A movimentação espelha o que a OpenAI e a Meta já começaram a fazer: tratar o design de chips como uma arma competitiva, e não apenas como uma decisão de aquisição.
O que a Anthropic está realmente construindo
O objetivo é o co-design, o que significa que os engenheiros da Anthropic desenvolverão simultaneamente a arquitetura do chip e o software que nele roda. Essa integração apertada é como as empresas obtêm ganhos de desempenho mais relevantes em escala: treinamentos mais rápidos, inferência mais barata e menor latência quando o Claude responde a uma consulta.
A Anthropic já começou a recrutar engenheiros com experiência em pilhas de hardware e software, e as faixas salariais publicadas para essas funções variam entre US$ 320.000 e US$ 485.000.
A empresa também está trazendo liderança experiente para sustentar o esforço. A contratação de um veterano da equipe de chips do Google confere credibilidade à Anthropic.

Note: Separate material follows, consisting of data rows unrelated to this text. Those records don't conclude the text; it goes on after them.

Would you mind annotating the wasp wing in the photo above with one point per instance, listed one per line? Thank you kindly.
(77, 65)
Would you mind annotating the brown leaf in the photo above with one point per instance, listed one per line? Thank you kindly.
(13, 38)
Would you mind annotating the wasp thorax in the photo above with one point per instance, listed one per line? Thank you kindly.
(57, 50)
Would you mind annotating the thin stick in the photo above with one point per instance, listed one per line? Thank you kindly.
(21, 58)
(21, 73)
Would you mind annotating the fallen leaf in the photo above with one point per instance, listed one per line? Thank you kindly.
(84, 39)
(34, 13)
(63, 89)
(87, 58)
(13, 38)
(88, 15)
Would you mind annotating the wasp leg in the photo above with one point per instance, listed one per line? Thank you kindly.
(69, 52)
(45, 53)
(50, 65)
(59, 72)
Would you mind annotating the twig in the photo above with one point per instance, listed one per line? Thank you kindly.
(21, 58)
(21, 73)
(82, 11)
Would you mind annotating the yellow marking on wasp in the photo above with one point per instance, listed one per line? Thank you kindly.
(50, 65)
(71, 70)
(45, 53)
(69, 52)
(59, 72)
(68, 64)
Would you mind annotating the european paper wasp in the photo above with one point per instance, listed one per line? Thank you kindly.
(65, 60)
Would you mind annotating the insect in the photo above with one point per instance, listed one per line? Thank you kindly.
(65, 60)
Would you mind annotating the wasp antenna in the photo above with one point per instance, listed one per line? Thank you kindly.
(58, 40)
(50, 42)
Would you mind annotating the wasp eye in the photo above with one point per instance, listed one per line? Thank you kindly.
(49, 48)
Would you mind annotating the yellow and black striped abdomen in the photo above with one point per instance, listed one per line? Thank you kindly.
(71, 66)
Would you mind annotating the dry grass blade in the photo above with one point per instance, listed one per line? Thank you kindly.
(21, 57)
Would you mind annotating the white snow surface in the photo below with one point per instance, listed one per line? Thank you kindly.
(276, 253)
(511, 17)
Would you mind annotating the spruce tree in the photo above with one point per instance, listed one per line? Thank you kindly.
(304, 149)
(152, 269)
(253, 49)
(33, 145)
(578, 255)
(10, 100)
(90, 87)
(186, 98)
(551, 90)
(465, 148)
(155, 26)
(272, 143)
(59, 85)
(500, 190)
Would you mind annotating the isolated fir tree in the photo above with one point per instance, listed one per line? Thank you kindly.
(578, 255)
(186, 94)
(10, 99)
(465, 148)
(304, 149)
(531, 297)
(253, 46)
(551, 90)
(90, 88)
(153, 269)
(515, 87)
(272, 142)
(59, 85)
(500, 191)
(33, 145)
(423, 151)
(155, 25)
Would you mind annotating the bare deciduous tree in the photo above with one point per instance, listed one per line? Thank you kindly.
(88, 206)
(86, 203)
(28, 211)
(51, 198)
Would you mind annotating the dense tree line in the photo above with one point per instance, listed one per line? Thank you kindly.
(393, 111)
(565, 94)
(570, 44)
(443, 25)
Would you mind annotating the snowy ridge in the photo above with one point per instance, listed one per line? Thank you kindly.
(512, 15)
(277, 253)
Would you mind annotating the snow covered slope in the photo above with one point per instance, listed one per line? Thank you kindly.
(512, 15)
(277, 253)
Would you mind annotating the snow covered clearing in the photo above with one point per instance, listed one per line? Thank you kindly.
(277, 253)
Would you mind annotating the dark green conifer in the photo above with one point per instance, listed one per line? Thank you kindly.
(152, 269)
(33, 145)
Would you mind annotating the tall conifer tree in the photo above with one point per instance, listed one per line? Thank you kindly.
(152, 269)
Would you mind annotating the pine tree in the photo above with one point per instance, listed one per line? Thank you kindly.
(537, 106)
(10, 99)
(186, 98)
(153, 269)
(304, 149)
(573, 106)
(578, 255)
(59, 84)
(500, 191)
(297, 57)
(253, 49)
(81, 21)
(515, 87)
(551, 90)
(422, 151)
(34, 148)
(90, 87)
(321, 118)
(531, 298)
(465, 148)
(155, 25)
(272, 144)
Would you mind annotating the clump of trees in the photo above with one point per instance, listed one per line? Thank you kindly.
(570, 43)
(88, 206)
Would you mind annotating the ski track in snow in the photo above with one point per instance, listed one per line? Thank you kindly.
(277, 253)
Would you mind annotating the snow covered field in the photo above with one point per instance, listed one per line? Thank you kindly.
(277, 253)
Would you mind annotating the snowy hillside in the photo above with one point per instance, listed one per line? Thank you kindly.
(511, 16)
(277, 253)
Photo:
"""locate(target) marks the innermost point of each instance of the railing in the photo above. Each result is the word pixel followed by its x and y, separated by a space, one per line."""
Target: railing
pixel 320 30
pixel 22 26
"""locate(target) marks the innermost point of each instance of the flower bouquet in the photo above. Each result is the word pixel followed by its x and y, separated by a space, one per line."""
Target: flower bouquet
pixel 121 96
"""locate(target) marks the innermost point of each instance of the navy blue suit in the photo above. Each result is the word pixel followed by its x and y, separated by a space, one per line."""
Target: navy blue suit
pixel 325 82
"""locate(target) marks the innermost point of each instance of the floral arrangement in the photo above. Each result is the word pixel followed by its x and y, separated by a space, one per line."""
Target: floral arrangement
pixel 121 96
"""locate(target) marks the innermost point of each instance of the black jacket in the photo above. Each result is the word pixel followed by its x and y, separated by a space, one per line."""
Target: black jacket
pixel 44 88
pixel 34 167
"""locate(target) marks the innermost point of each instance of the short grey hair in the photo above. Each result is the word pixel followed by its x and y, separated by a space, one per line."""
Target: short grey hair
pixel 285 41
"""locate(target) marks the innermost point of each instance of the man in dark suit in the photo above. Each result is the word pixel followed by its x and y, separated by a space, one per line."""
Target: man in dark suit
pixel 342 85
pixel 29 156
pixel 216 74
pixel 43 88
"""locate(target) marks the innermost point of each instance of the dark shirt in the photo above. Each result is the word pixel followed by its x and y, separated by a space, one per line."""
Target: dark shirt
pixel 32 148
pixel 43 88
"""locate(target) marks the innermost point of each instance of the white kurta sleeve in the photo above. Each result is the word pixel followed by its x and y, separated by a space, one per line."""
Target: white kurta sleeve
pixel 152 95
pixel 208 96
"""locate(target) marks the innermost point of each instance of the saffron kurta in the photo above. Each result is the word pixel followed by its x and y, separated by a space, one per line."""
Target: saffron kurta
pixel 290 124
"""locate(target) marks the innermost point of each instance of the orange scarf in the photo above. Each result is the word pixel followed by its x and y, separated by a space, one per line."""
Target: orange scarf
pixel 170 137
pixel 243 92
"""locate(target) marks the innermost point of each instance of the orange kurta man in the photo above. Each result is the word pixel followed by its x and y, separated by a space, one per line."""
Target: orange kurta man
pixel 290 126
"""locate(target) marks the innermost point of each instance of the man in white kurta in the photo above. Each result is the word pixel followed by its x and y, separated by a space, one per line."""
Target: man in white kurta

A equipe de chips do Google desenvolveu a Unidade de Processamento Tensorial, ou TPU, que se tornou um dos pilares fundamentais da infraestrutura de IA na última década.
As parcerias existentes da Anthropic não estão sendo abandonadas. A empresa ainda depende dos TPUs do Google Cloud, do Trainium da Amazon e de hardware da Nvidia e AMD para suas necessidades de computação. Em outubro de 2025, a Anthropic ampliou seu uso de TPUs do Google Cloud com um acordo que visa até um milhão de TPUs.

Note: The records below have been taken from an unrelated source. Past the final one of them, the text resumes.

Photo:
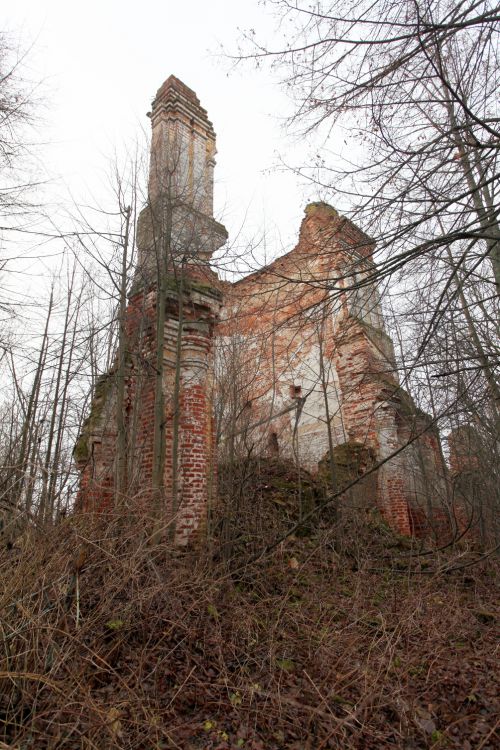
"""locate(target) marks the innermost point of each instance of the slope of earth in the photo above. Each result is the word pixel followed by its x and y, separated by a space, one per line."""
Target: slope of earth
pixel 110 641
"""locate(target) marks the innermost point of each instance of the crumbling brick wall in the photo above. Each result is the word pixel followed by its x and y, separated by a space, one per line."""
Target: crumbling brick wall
pixel 312 329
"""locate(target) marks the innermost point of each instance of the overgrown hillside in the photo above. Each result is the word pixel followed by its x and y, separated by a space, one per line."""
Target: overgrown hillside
pixel 110 641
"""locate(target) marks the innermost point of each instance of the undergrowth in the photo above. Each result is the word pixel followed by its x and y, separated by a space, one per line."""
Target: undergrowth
pixel 111 642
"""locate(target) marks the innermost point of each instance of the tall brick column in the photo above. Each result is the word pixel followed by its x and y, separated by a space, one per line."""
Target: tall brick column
pixel 176 237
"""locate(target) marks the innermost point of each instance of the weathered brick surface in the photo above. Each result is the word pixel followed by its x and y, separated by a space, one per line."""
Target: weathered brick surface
pixel 301 306
pixel 178 221
pixel 306 337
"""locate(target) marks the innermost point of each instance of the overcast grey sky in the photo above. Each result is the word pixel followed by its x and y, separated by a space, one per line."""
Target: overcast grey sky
pixel 101 63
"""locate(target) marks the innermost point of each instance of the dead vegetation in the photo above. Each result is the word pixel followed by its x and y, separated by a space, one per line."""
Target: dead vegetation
pixel 110 641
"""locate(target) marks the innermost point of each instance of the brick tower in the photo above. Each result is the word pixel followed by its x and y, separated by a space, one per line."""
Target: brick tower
pixel 172 309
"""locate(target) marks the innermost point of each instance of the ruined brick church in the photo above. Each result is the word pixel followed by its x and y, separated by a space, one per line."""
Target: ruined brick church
pixel 302 341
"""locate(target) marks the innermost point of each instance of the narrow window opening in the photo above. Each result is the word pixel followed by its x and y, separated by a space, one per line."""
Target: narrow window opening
pixel 273 445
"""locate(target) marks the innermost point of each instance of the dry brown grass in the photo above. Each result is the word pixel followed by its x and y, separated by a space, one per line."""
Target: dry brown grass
pixel 110 642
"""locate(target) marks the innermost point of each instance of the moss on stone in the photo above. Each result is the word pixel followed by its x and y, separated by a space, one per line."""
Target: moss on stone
pixel 351 460
pixel 81 451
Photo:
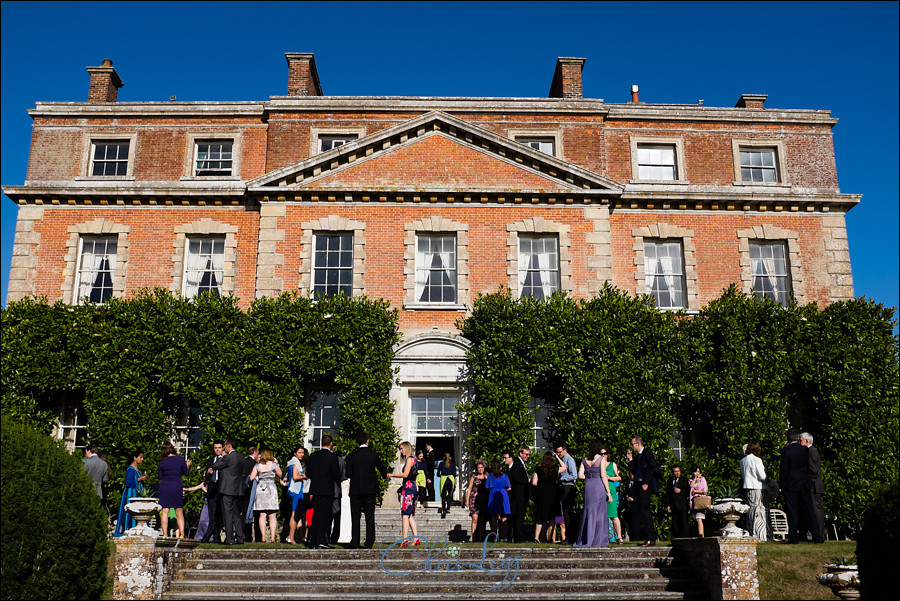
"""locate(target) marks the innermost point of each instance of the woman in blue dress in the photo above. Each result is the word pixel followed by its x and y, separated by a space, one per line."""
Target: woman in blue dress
pixel 171 471
pixel 498 487
pixel 134 487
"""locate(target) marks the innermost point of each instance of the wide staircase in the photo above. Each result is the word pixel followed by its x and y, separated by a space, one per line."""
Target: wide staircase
pixel 438 569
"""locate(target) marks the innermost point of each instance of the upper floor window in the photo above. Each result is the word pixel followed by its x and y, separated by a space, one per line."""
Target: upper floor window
pixel 109 158
pixel 213 158
pixel 770 271
pixel 436 268
pixel 204 265
pixel 545 144
pixel 657 162
pixel 96 268
pixel 333 265
pixel 328 141
pixel 664 272
pixel 538 266
pixel 759 165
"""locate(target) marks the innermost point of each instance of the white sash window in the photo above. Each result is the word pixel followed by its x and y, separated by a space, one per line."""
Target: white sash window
pixel 204 266
pixel 769 268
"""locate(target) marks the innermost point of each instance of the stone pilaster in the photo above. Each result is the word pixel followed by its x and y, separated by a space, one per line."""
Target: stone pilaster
pixel 726 567
pixel 600 240
pixel 837 258
pixel 23 271
pixel 268 259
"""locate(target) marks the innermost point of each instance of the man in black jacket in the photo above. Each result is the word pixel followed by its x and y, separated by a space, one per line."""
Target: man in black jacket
pixel 646 472
pixel 213 508
pixel 323 471
pixel 231 488
pixel 365 470
pixel 795 484
pixel 518 478
pixel 677 490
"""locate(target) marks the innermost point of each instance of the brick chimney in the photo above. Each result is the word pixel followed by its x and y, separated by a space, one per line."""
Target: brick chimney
pixel 105 83
pixel 567 78
pixel 751 101
pixel 303 79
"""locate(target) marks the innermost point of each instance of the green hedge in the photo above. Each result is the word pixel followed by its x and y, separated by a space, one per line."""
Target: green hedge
pixel 133 362
pixel 743 369
pixel 54 529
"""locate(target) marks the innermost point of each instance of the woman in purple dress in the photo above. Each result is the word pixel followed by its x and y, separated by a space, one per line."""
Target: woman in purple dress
pixel 172 468
pixel 594 530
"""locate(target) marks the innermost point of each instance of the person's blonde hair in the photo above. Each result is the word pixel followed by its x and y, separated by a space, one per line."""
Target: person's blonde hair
pixel 406 449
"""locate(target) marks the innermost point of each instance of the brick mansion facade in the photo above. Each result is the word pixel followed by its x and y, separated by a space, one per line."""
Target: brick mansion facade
pixel 427 202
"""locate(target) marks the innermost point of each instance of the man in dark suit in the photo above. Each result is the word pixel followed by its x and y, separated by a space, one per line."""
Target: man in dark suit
pixel 365 470
pixel 231 488
pixel 646 472
pixel 251 526
pixel 323 471
pixel 677 490
pixel 795 484
pixel 817 488
pixel 431 475
pixel 518 478
pixel 212 498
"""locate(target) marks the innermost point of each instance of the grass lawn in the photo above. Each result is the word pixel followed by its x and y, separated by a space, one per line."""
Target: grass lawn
pixel 791 571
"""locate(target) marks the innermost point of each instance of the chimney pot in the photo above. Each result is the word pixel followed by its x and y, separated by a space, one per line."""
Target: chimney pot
pixel 303 78
pixel 751 101
pixel 105 83
pixel 567 78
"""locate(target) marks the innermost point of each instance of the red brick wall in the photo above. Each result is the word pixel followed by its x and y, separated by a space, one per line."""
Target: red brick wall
pixel 150 245
pixel 717 253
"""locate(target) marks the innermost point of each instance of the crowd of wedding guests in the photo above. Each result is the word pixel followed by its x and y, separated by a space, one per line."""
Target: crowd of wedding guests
pixel 243 496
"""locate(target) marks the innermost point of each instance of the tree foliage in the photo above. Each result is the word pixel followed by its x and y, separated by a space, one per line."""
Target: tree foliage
pixel 135 363
pixel 54 542
pixel 613 367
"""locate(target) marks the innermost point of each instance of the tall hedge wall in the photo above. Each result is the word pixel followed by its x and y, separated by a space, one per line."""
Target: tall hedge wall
pixel 743 369
pixel 132 362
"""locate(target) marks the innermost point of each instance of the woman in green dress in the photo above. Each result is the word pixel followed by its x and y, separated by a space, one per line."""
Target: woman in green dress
pixel 612 505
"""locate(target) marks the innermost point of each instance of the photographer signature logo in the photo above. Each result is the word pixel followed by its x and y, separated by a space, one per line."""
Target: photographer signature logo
pixel 441 556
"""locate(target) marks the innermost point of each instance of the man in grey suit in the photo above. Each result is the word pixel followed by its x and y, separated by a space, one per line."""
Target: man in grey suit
pixel 96 469
pixel 231 489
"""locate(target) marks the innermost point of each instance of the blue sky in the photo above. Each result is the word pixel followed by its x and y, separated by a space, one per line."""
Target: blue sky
pixel 837 56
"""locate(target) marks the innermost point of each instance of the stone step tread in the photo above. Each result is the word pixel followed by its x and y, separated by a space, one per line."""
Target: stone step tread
pixel 576 587
pixel 374 573
pixel 455 595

Por que cada grande laboratório de IA está fazendo isso
A OpenAI supostamente buscou seus próprios esforços de desenvolvimento de chips, e a Meta investiu pesadamente em silício personalizado para suas cargas de trabalho de IA. A adesão da Anthropic a essa tendência é menos uma surpresa e mais um reconhecimento de que o modelo para laboratórios de IA de ponta agora inclui hardware como uma prioridade de primeira classe.
As GPUs da Nvidia permanecem o padrão dominante para treinamento de IA, mas são chips de propósito geral otimizados para uma ampla gama de cargas de trabalho. Um chip projetado especificamente para a arquitetura do Claude pode, em teoria, oferecer melhor desempenho por watt e por dólar para os casos de uso específicos da Anthropic.
O que isso significa para o cenário competitivo
Para os parceiros de nuvem da Anthropic, a situação é mais complexa. O Google e a Amazon fizeram apostas substanciais na Anthropic por meio de investimentos e acordos de computação. Uma Anthropic eventualmente mais independente de hardware reduz a alavancagem desses parceiros, mesmo que os relacionamentos de curto prazo permaneçam intactos.